We are staying the stage where most of developers do parallel-programming on multicore platform, and preparing to step into Many-Integrated-Cores (MIC) architecture.
Intel® Xeon Phi™ coprocessor (based on MIC architecture) combined many Intel CPU cores into a single chip (MIC microarchitecture), which can be connected to an Intel Xeon processor (Host) through PCI express bus. Intel Xeon Phi coprocessor can run a full service Linux* operation system, and communicate with Host.
Intel Xeon Phi coprocessor has peak performance on FLOPS, wide memory bandwidth, many threads’ paralleling and robust Vector Processing Unit (VPU, process 512-bit SIMD).
I have one machine which is Intel® Core™ i7 CPU with 1.6GHz, 6 cores with HT technology, also there is Intel® Xeon Phi™ coprocessor 1.1GHz in this machine.

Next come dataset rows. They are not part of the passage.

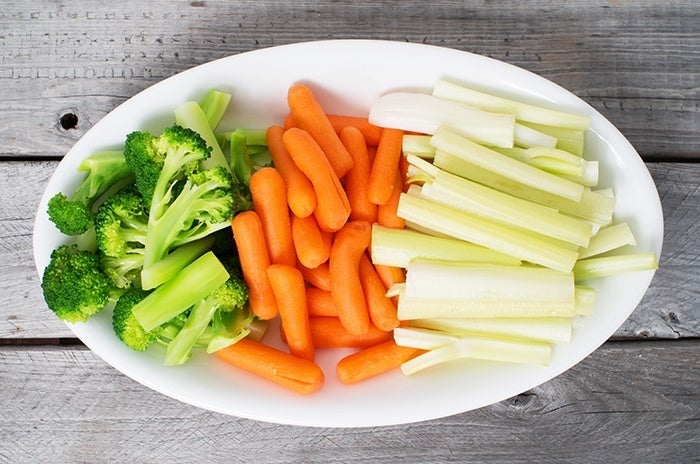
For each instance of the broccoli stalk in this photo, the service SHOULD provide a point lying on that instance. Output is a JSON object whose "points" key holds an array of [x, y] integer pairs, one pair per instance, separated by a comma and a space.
{"points": [[186, 201], [75, 215], [74, 284]]}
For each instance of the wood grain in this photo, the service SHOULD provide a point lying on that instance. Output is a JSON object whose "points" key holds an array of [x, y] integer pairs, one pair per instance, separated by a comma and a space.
{"points": [[638, 63], [669, 310], [612, 407]]}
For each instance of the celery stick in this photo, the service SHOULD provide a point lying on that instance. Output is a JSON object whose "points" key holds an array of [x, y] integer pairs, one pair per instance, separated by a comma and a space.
{"points": [[448, 141], [525, 136], [607, 239], [585, 300], [214, 106], [571, 140], [418, 145], [489, 203], [521, 244], [547, 329], [423, 113], [593, 206], [592, 268], [397, 247], [522, 111], [190, 115]]}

In this article, I will pilot some experiments (cases with samples) to teach:
- How to use Intel(R) C/C++ Composer XE to recompile code for Intel Xeon Phi coprocessor
- Run it on MIC device and use VTune™ Amplifier XE to analyze the performance
Preparing works:
- Ensure MIC device is running: use “service mpss status” to check, and use “service mpss start” to invoke it if it stops
- Ensure Intel® C/C++ Composer XE, Intel® MPI library and Intel® VTune™ Amplifier XE have been installed in system, then set environments of them. For example,
- source /opt/intel/composer_xe_2013.1.117/bin/compilervars.sh intel64
- source /opt/intel/impi/4.1.0/bin64/mpivars.sh
- source /opt/intel/vtune_amplifier_xe_2013/amplxe-vars.sh
Case 1: Use OpenMP* for Pi calculation, to run on Xeon Host and MIC device
- Compile, run Pi-OMP code on multicore system, analyze performance
- # icc -g -O3 -openmp -openmp-report omp_pi.c -o pi
omp_pi.c(16): (col. 1) remark: OpenMP DEFINED LOOP WAS PARALLELIZED
b. Run program
# time ./pi
Computed value of Pi by using OpenMP: 3.141592654
real 0m11.008s
user2m8.496s
sys 0m0.179s
c. Use VTune™ Amplifier XE to analyze
# amplxe-cl -collect lightweight-hotspots -- ./pi
Observe the result which is opened by amplxe-gui, we know:
√ Workloads on threads are balanced
√ Each core is full-utilized
2. Compile Pi-OMP code on Host and run it on MIC, analyze performance
a. #icc -g -O3 -mmic -openmp -openmp-report omp_pi.c -o pi
omp_pi.c(16): (col. 1) remark: OpenMP DEFINED LOOP WAS PARALLELIZED
# scp pi mic0:/root ; copy program to the device
You have to copy MIC libraries to the device first, before running native MIC program
# scp -r /opt/intel/composer_xe_2013.1.117/compiler/lib/mic/* mic0:/lib64
b. Run program
#time ssh mic0 /root/pi
Computed value of Pi by using OpenMP: 3.141592654
real 0m2.524s
user 0m0.010s
sys 0m0.003s
c. Use VTune™ Amplifier XE to analyze
# amplxe-cl -collect knc-lightweight-hotspots --search-dir all:rp=./ -- ssh mic0 /root/pi
Observe the result which is opened by amplxe-gui, we know:
√ There are 241 threads paralleling-working
√ Workloads on threads are balanced
√ Each threads took ~2s, including time spent in Linux and OMP library
√ Each core is not full-utilized
Case 2: Use MPI for Pi calculation, to run on Xeon Host and MIC device
- Compile, run Pi-MPI code on multicore system, analyze performance
- # mpiicc -g -O3 mpi_pi.c -o pi
b. Run program
# time mpirun -n 12 ./pi
Computed value of Pi by using MPI: 3.141592654
Elapsed time: 21.72 second
real 0m21.760s
user 4m20.592s
sys 0m0.104s
c. Use VTune™ Amplifier XE to analyze (note that lightweight-hotspots is not supported on single node for MPI program, PUM resource cannot be reused)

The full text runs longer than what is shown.